Iterative Refinement Graph Neural Network for Antibody
Sequence-Structure Co-design
- URL: http://arxiv.org/abs/2110.04624v1
- Date: Sat, 9 Oct 2021 18:23:32 GMT
- Title: Iterative Refinement Graph Neural Network for Antibody
Sequence-Structure Co-design
- Authors: Wengong Jin, Jeremy Wohlwend, Regina Barzilay, Tommi Jaakkola
- Abstract summary: We propose a generative model to automatically design antibodies with enhanced binding specificity or neutralization capabilities.
Our method achieves superior log-likelihood on the test set and outperforms previous baselines in designing antibodies capable of neutralizing the SARS-CoV-2 virus.
- Score: 35.215029426177004
- License: http://arxiv.org/licenses/nonexclusive-distrib/1.0/
- Abstract: Antibodies are versatile proteins that bind to pathogens like viruses and
stimulate the adaptive immune system. The specificity of antibody binding is
determined by complementarity-determining regions (CDRs) at the tips of these
Y-shaped proteins. In this paper, we propose a generative model to
automatically design the CDRs of antibodies with enhanced binding specificity
or neutralization capabilities. Previous generative approaches formulate
protein design as a structure-conditioned sequence generation task, assuming
the desired 3D structure is given a priori. In contrast, we propose to
co-design the sequence and 3D structure of CDRs as graphs.
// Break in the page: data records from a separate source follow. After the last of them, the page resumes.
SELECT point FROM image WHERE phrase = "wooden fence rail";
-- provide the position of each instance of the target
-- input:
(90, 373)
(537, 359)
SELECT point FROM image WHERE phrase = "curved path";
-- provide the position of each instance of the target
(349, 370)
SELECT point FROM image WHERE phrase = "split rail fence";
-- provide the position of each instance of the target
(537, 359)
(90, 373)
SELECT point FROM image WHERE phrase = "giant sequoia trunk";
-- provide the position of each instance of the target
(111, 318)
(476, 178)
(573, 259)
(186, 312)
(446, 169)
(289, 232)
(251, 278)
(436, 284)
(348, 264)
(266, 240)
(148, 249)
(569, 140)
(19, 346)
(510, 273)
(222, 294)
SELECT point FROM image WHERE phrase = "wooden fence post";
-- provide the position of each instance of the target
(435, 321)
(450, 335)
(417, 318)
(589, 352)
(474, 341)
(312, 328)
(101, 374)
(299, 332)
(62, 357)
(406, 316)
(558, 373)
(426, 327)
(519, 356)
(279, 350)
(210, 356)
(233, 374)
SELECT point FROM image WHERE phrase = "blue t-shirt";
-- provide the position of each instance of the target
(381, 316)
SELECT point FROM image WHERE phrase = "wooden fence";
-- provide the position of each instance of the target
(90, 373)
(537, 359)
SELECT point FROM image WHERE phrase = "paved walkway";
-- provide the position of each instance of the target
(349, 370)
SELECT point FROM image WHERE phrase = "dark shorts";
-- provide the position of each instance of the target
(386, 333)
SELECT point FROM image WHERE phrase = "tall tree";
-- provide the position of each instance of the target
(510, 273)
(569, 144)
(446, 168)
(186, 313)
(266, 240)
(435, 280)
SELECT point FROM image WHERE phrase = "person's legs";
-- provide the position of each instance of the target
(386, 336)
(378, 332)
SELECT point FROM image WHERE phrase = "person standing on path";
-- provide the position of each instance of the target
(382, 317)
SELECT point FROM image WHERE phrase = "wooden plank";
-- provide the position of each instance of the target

Our model unravels a
sequence autoregressively while iteratively refining its predicted global
structure. The inferred structure in turn guides subsequent residue choices.
For efficiency, we model the conditional dependence between residues inside and
outside of a CDR in a coarse-grained manner. Our method achieves superior
log-likelihood on the test set and outperforms previous baselines in designing
antibodies capable of neutralizing the SARS-CoV-2 virus.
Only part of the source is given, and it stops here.